Condition or disease
Bacteremia

Detailed Description:
This protocol is intended for use by external sites collecting clinical research specimens for T2 Biosystems' use in developing the T2Bacterial Assay. Specimens and information on patients' medical history, blood properties, medications, and blood culture history/results are required from the T2Bacterial Assay's target patient population (i.e., candidates for blood culture).

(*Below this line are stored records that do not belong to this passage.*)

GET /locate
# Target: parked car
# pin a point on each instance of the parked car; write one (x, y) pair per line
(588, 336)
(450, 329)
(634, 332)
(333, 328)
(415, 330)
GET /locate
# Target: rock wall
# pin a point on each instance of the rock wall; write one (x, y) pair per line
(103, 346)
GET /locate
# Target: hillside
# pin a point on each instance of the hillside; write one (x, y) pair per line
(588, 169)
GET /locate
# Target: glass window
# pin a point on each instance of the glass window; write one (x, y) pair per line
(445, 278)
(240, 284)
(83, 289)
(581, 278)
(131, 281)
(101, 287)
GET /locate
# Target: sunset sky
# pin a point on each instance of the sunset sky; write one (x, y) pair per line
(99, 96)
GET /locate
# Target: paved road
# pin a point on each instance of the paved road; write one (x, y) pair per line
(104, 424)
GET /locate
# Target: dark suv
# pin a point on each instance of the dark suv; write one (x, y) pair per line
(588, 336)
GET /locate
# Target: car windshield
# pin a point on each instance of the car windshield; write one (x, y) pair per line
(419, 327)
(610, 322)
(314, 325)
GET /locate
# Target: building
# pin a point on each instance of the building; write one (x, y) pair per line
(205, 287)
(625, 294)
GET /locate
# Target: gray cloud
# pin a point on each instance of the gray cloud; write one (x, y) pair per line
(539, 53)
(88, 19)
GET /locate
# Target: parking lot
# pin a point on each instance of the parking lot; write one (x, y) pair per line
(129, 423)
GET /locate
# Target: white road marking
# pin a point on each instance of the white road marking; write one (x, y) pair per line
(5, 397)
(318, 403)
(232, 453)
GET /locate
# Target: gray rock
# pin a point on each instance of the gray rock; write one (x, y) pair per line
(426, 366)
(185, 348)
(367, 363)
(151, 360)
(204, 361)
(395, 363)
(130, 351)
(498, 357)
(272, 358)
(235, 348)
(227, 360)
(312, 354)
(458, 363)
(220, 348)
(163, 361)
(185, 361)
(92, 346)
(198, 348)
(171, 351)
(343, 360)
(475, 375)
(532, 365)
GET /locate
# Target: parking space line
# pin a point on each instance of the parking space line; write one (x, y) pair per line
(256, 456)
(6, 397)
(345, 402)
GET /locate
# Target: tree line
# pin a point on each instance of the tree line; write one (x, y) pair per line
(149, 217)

Ideally, clinical specimens for use in developing the T2Bacterial Assay will be collected from negative blood culture, positive non-bacteria blood culture and positive bacteria blood culture patients.

Study Design

Study Type : Observational
Actual Enrollment : 156 participants
Observational Model: Case Control
Time Perspective: Prospective
Official Title: Detecting Infections Rapidly and Easily for Bacteremia Trial (DIREBT)-Part I (Prospective Collection and Freezing of Whole Blood Specimens)
Study Start Date : August 2013
Primary Completion Date : August 2015
Study Completion Date : August 2015

Resource links provided by the National Library of Medicine

U.S. FDA Resources

Groups and Cohorts

Group/Cohort
Bacteremia Positive Patients

Symptomatic adult patients, confirmed via diagnostic blood culture and species identification followed by subsequent second blood culture results and species identification that are positive for each of the following species of bacteria (Target 6 Species).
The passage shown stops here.